The Best Bet Diet instructs followers to focus their meals primarily on fresh fruits and vegetables, game meats, fish such as mackerel or salmon and skinless chicken breast. Extra-virgin olive oil is recommended as a source of fat and lean cuts of beef are allowed once a week. If desired, products prepared from gluten-free grains such as rice or quinoa can also be eaten in moderation. Wine is allowed occasionally. BBD Diet followers are also told to take a large number of dietary supplements, including grape seed extract, magnesium, vitamin C, vitamin D-3, acidophilus, ginkgo biloba, zinc and salmon oil.
To adhere to the Best Bet Diet guidelines, you'll need to completely eliminate from your diet all dairy products prepared from cow's milk, for example, cheese or yogurt; beans and legumes, including all soy products and peanuts; sugar-rich foods; beverages such as beer and soda; and grains that contain gluten, such as wheat, barley or rye.
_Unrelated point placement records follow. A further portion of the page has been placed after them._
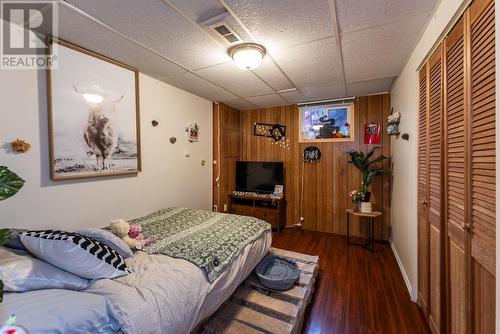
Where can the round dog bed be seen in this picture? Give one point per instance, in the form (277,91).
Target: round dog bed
(277,272)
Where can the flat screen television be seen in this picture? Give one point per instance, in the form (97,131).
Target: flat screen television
(258,177)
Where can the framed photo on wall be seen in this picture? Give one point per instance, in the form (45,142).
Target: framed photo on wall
(93,107)
(326,123)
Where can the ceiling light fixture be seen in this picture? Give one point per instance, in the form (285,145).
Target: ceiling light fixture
(247,55)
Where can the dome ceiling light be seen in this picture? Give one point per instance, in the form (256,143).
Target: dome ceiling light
(247,55)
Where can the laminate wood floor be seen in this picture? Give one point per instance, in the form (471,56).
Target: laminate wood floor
(357,291)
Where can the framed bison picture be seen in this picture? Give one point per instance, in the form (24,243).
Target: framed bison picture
(93,107)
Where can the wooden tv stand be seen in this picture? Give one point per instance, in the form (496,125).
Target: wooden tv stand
(271,210)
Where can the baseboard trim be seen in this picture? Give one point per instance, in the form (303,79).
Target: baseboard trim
(411,291)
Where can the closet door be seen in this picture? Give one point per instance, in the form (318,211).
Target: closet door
(435,189)
(423,189)
(455,175)
(482,198)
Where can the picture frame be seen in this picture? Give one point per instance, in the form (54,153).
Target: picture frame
(93,115)
(193,132)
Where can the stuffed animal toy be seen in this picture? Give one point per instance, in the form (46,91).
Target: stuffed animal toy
(121,228)
(135,233)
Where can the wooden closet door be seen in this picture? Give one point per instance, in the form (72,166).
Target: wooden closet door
(455,177)
(435,189)
(423,189)
(482,194)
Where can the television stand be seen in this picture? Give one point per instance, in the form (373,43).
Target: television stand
(269,208)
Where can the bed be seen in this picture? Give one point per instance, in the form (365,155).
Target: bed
(163,295)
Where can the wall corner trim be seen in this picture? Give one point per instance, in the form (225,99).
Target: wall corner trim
(412,292)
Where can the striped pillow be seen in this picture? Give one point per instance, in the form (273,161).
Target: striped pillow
(75,253)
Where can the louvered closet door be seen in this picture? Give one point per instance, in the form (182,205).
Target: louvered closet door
(455,175)
(423,188)
(482,218)
(435,189)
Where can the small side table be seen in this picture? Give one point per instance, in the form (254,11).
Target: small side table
(371,221)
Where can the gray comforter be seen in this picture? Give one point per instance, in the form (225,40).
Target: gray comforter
(162,295)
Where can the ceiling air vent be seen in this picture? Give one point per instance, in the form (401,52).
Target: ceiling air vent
(225,32)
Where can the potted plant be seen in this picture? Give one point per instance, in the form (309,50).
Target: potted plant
(366,168)
(355,196)
(10,184)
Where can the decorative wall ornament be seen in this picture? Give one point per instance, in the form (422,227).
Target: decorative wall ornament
(312,154)
(193,131)
(372,133)
(99,95)
(276,133)
(20,146)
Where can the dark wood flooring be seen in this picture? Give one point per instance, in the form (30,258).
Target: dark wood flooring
(357,291)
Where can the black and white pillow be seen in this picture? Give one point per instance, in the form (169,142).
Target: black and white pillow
(75,253)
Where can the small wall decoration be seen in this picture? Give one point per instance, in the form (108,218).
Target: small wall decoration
(93,115)
(326,122)
(393,123)
(312,154)
(20,146)
(193,131)
(275,132)
(372,133)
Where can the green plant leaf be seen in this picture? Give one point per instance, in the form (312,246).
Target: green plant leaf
(10,183)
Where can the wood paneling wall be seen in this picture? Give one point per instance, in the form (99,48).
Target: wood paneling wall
(227,146)
(325,184)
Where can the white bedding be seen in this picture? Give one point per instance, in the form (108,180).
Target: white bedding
(163,295)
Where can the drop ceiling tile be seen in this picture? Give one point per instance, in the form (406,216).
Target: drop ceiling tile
(269,72)
(314,64)
(84,32)
(240,104)
(156,25)
(267,100)
(380,52)
(362,88)
(198,86)
(361,14)
(229,76)
(312,93)
(278,24)
(199,10)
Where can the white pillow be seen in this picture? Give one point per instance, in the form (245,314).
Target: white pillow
(20,272)
(74,253)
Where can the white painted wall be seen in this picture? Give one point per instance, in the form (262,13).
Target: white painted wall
(404,98)
(168,178)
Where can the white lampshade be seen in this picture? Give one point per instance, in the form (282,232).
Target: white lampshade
(247,56)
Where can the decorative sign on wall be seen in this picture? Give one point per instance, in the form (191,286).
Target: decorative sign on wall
(312,154)
(275,132)
(193,131)
(372,133)
(393,124)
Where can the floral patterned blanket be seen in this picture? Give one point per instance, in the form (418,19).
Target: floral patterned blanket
(209,240)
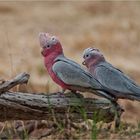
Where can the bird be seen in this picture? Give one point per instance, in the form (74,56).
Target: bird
(117,83)
(68,74)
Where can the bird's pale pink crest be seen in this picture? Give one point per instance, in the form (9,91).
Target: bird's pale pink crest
(49,44)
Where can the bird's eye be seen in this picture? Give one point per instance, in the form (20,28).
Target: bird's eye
(53,38)
(48,46)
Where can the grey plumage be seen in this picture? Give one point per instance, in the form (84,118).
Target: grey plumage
(72,74)
(117,83)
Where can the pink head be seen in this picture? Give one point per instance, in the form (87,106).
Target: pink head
(92,56)
(50,44)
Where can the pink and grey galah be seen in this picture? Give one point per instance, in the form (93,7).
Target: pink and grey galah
(117,83)
(65,72)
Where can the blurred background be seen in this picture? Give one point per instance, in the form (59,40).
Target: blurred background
(112,27)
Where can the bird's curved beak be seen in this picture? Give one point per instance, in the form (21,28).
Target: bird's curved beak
(84,63)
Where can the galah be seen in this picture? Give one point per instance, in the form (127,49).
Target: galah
(65,72)
(117,83)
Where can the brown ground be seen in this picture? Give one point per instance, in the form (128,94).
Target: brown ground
(113,27)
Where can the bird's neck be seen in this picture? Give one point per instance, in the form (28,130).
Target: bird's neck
(50,59)
(95,62)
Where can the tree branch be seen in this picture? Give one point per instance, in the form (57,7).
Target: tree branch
(40,106)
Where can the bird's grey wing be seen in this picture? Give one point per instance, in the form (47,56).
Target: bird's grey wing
(72,75)
(114,79)
(92,81)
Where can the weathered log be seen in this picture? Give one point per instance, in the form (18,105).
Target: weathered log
(40,106)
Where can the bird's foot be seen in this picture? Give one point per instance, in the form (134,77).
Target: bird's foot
(62,95)
(76,94)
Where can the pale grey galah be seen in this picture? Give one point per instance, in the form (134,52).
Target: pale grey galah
(117,83)
(65,72)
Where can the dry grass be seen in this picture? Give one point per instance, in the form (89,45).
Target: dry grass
(113,27)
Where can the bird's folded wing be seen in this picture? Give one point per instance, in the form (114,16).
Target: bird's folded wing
(72,74)
(113,79)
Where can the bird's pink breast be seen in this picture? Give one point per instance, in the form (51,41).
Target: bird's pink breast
(55,78)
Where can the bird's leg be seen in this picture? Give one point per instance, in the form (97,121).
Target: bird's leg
(62,93)
(117,113)
(76,94)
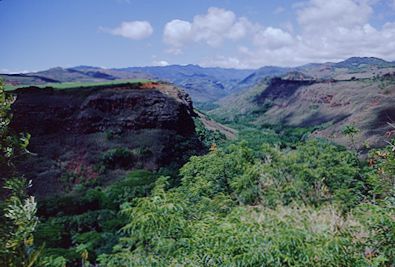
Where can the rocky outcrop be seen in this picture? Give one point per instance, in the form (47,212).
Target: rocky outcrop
(73,130)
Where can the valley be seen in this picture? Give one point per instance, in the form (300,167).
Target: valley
(193,166)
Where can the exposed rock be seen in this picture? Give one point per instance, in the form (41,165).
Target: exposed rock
(73,129)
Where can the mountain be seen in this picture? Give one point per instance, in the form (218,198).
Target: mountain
(298,100)
(205,85)
(120,127)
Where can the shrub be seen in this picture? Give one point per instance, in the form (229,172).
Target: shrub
(118,158)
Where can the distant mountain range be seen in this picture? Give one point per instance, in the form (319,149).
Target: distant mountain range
(203,84)
(329,96)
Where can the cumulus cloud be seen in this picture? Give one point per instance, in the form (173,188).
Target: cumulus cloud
(134,30)
(323,14)
(328,31)
(272,38)
(161,63)
(211,28)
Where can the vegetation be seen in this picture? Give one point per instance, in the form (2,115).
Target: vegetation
(68,85)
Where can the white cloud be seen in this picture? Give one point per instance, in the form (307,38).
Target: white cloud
(325,31)
(134,30)
(211,28)
(279,10)
(272,38)
(177,33)
(322,14)
(161,63)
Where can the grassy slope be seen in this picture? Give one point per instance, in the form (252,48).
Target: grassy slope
(68,85)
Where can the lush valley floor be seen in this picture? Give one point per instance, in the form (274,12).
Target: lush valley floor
(271,197)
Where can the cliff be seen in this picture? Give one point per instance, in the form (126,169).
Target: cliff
(94,135)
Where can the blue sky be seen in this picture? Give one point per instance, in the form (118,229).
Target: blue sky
(41,34)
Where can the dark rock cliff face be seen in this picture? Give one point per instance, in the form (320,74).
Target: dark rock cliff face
(80,135)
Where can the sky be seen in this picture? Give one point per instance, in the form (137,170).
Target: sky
(40,34)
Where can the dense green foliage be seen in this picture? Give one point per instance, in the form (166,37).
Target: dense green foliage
(300,207)
(274,197)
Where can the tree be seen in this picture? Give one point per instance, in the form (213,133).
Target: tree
(351,131)
(11,145)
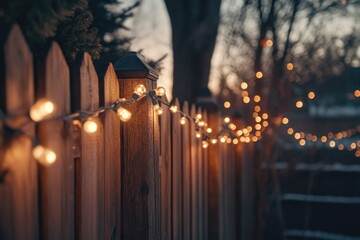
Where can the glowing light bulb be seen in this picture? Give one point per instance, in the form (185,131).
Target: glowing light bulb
(43,155)
(268,43)
(244,85)
(246,99)
(158,110)
(198,134)
(90,126)
(160,91)
(257,98)
(182,120)
(227,104)
(232,126)
(289,66)
(41,109)
(311,95)
(259,75)
(265,123)
(140,90)
(123,114)
(285,120)
(299,104)
(173,109)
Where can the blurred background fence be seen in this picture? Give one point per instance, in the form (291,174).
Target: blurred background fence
(148,178)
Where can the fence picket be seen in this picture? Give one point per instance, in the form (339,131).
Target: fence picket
(57,180)
(90,166)
(165,163)
(185,136)
(112,159)
(18,189)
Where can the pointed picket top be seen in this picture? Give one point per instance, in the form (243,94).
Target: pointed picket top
(133,65)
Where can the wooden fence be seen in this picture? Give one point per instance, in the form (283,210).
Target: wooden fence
(148,178)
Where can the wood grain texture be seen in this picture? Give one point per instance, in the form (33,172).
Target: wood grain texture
(112,159)
(57,180)
(18,192)
(177,172)
(139,190)
(90,169)
(214,187)
(165,163)
(205,161)
(186,166)
(200,185)
(195,144)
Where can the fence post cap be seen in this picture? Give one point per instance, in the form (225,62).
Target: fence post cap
(133,65)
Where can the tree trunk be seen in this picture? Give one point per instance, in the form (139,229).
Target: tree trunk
(194,30)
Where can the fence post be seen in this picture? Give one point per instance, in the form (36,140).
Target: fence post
(214,164)
(140,163)
(18,170)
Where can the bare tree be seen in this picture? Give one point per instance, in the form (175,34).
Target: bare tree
(194,30)
(289,42)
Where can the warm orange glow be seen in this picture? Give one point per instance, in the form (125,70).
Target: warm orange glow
(265,123)
(257,98)
(227,104)
(90,126)
(259,75)
(311,95)
(268,43)
(290,131)
(299,104)
(285,120)
(43,108)
(244,85)
(357,93)
(246,99)
(289,66)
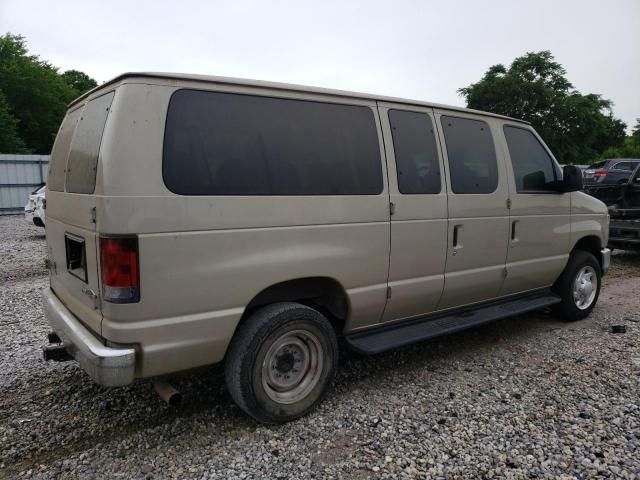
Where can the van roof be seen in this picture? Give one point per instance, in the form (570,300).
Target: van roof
(282,86)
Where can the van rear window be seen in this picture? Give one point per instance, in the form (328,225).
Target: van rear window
(83,156)
(232,144)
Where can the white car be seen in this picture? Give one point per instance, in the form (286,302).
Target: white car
(34,210)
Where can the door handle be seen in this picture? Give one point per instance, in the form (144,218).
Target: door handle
(456,239)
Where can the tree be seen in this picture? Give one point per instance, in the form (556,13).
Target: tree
(80,81)
(35,92)
(577,128)
(10,141)
(629,149)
You should also strictly limit your intake of margarine and any oils other than olive oil. Also, eliminate any other foods that cause a reaction.
Regularly eating foods suggested on the Best Bet Diet is linked to a decreased risk of heart disease, cancer, high blood pressure, obesity and diabetes. However, the Multiple Sclerosis Trust cautions that there isn't any research proving that following the diet has a direct effect on multiple sclerosis. The Mayo Clinic adds that scientists still aren't certain what causes the disease. Because the diet eliminates whole groups of foods, people on it may be more likely to become deficient in essential nutrients. In addition, the large number of supplements required on the plan may be prohibitively expensive for some.